Sin confirmar sí lo digo: El Colombiano y el diario La Patria, de Manizales, que está de mucho centenario, tienen la culpa de que me haya ganado la vida como cargaladrillo.
Escribo hace tanto tiempo en estos periódicos que si me liquidaran cesantías, podría quedar como socio mayoritario. ¡Ténganse finos doña Martha Ortiz y don Nicolás Restrepo, mandamases de las publicaciones!
Pero vamos por partes, como decía Jack, mi nada flemático antepasado londinense.
He contribuido a engrosar las finanzas de El Colombiano desde mi infancia, cuando vendía el periódico en La Estrella a la salida de la misa dominical.
Los voceadores convertíamos la garganta en rotativa para gritar los grandes titulares, o motes, como les decía mi taita.

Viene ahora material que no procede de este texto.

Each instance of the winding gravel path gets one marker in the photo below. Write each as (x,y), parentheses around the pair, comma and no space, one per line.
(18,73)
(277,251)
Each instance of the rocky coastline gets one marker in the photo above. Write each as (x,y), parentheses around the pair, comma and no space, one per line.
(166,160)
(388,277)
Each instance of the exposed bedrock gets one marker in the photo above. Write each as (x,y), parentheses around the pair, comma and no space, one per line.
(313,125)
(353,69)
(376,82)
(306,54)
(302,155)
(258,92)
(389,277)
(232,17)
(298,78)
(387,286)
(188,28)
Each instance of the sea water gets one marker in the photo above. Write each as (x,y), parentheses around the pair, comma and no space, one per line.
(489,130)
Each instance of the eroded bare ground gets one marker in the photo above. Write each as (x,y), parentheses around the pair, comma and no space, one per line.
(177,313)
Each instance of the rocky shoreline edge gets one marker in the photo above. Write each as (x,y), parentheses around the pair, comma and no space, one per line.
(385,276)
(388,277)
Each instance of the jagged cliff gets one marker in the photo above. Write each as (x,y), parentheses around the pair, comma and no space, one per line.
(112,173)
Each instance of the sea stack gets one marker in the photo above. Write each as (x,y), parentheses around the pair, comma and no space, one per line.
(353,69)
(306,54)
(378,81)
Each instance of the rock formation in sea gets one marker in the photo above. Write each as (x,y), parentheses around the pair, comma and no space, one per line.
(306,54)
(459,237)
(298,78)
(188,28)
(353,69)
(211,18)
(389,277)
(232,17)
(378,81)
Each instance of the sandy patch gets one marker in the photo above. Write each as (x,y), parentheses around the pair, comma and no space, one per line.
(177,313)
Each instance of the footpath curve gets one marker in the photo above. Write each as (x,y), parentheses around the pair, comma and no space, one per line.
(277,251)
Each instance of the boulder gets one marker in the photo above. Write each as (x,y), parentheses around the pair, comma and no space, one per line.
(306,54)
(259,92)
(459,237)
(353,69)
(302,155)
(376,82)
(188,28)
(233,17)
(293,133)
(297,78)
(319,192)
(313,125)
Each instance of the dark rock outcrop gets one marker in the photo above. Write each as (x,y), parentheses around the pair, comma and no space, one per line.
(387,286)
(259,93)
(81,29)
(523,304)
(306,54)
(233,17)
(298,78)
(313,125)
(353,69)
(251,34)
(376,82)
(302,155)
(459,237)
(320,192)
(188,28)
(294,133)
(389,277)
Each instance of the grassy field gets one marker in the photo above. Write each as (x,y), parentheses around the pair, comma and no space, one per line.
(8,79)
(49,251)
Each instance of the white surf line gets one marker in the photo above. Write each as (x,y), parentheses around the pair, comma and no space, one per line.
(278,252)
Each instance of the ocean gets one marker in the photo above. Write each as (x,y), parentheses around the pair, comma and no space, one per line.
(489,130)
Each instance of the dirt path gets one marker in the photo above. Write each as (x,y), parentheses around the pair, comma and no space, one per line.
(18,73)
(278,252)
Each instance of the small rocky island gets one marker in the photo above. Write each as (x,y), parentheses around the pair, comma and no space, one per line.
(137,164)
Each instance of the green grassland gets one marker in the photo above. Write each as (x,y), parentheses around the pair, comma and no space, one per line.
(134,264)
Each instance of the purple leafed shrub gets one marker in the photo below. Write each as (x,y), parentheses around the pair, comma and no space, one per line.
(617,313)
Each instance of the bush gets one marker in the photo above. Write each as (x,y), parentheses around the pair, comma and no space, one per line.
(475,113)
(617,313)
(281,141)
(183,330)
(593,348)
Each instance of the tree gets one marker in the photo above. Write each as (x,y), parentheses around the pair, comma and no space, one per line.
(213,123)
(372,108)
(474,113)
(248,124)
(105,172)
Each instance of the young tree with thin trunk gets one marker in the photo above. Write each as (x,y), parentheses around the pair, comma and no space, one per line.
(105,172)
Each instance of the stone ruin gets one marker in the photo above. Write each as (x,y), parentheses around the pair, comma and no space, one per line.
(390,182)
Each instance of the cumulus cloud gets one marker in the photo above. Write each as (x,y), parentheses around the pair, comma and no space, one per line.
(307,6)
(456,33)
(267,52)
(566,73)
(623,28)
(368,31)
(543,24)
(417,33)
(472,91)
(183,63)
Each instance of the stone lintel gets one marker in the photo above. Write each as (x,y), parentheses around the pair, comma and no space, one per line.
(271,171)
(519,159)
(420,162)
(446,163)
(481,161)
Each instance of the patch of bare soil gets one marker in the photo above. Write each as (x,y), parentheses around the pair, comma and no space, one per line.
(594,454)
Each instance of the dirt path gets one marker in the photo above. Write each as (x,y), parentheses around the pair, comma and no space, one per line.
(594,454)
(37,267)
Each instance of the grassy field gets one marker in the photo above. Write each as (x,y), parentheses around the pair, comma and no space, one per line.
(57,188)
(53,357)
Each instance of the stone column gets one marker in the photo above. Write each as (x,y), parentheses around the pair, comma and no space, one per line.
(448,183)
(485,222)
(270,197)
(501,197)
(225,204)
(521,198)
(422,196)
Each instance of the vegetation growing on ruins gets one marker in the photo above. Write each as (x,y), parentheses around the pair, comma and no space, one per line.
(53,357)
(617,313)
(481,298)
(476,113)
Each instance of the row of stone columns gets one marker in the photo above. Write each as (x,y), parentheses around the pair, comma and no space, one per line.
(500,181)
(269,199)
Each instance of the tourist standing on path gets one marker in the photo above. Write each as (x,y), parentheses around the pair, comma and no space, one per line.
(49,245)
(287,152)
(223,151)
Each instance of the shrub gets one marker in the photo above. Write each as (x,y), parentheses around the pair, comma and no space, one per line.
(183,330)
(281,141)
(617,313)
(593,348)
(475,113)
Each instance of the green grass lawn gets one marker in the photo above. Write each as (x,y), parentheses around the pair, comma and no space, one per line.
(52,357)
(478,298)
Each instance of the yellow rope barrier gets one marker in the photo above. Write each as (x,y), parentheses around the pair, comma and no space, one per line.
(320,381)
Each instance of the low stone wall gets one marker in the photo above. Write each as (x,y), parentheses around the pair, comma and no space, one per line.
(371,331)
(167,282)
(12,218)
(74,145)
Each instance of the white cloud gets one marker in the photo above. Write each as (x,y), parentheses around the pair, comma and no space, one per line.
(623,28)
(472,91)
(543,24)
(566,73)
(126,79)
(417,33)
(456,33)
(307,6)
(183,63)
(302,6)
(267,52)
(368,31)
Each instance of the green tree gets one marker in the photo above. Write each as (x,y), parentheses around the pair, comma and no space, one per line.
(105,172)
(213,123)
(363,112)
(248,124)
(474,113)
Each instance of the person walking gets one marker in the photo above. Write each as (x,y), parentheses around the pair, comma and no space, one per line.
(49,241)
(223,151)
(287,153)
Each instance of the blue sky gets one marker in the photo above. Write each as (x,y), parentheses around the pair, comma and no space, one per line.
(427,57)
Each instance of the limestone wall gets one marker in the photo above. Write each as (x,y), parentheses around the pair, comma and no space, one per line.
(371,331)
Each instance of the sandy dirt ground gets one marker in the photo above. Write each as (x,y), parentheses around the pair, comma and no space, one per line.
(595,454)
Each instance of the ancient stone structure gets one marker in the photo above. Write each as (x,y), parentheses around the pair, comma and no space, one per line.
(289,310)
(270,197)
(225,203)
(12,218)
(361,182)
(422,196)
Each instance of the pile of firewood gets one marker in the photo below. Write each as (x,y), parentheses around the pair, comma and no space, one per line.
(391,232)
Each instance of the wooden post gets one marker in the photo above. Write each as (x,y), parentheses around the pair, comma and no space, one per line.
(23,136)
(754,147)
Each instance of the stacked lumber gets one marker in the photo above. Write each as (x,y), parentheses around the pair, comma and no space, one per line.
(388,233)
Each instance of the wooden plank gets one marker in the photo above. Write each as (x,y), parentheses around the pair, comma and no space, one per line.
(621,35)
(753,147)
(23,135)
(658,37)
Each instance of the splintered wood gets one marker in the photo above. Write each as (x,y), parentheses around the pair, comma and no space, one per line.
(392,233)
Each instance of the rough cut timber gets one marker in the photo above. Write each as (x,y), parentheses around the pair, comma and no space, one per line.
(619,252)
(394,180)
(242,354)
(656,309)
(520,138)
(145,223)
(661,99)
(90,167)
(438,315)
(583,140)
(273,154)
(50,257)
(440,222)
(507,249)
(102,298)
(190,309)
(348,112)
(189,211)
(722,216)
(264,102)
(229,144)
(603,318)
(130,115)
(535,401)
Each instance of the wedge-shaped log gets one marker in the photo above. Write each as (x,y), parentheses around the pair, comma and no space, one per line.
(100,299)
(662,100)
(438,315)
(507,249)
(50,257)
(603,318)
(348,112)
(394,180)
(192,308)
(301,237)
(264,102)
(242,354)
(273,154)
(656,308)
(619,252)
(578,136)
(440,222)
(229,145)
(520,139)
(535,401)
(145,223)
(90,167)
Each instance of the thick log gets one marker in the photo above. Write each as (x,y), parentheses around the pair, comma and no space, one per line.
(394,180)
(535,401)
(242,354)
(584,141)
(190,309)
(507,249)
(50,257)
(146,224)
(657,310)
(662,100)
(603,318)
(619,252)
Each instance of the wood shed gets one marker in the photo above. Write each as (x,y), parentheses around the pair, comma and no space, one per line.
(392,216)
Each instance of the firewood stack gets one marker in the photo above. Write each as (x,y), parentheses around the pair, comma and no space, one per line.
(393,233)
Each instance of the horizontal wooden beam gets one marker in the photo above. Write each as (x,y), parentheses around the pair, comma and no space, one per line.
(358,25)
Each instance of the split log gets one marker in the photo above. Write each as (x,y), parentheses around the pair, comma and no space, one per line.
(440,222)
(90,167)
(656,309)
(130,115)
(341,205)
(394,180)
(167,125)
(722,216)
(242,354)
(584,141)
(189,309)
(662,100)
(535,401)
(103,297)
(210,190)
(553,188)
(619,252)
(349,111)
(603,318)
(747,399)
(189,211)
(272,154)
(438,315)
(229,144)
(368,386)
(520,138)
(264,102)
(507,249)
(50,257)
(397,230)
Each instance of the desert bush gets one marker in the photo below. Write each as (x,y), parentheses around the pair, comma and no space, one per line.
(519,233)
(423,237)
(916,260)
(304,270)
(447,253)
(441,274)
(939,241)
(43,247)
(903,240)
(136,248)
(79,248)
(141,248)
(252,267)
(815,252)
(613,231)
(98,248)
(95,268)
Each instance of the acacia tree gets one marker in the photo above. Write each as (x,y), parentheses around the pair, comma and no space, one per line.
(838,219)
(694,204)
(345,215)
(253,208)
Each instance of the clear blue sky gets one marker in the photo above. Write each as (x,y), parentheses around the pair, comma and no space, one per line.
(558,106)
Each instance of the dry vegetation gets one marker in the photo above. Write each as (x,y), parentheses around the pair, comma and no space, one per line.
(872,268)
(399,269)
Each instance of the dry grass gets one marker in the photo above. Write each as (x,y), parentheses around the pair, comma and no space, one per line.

En este rito dominical el periodismo me fue entrando por ósmosis, a través del prosaico sobaco.
Con el tiempo, estos huesitos fueron a dar al seminario de los agustinos recoletos en La Linda, cerca de Manizales.
Lo he contado pero no en pandemia: Mi primera gran lagartada tiene que ver con la biblioteca del claustro donde estudiaba, pues me las ingenié para que me pusieran a barrer el sancta sanctorum de los libros.
Hacer oficios domésticos era la primera tarea que teníamos los pichones de frailes después de la levantada, baño con agua traída del nevado del Ruiz para espantar los pensamientos de la carne, misa de dos yemas con confesión, comunión y rosario, desayuno austero, polichada de dientes.
No barría mucho porque prefería caer en la tentación de hojear libros prohibidos. Después, claro, confesaba el pecado de hurgar en la biblioteca. Nunca me destituyeron del cargo de barrendero lo que quiere decir que el fraile confesor me guardaba la espalda.
Me inventaba uno que otro pecado de mayor cuantía para que el siquiatra-confesor no se durmiera. Los pecadillos confesados no dan para diez segundos de purgatorio pero como algunos aprendíamos a temer, no a amar a Dios como nos enseñaban los devotos de Agustín de Hipona, sentíamos que el infierno estaba a la vuelta de la esquina.
En la biblioteca miraba La Patria, actividad pecaminosa que finalmente me perdió. No leía editoriales, ni noticias.
Los ojos se eternizaban en los avisos de películas que de pronto mostraban pluscuamperfectas presas femeninas. Hablo de pectorales o caderas que me alborotaban la naciente bilirrubina sexual.
Esa libido que me despertaba la lectura clandestina del diario de los Restrepos echó a perder mi vocación de cura porque entendí que pectorales y teología no rimaban.
Y me abrí del parche: no llegué a párroco como habría querido mi madre, y terminé de reportero, el único destino que creo haber hecho bien. ¡Qué pecados me perdí de oír y perdonar!
Felicito y agradezco a La Patria en su centenario porque me enseñó el camino de mi verdadero oficio: “escribir el primer borrador de la historia” como aplastateclas.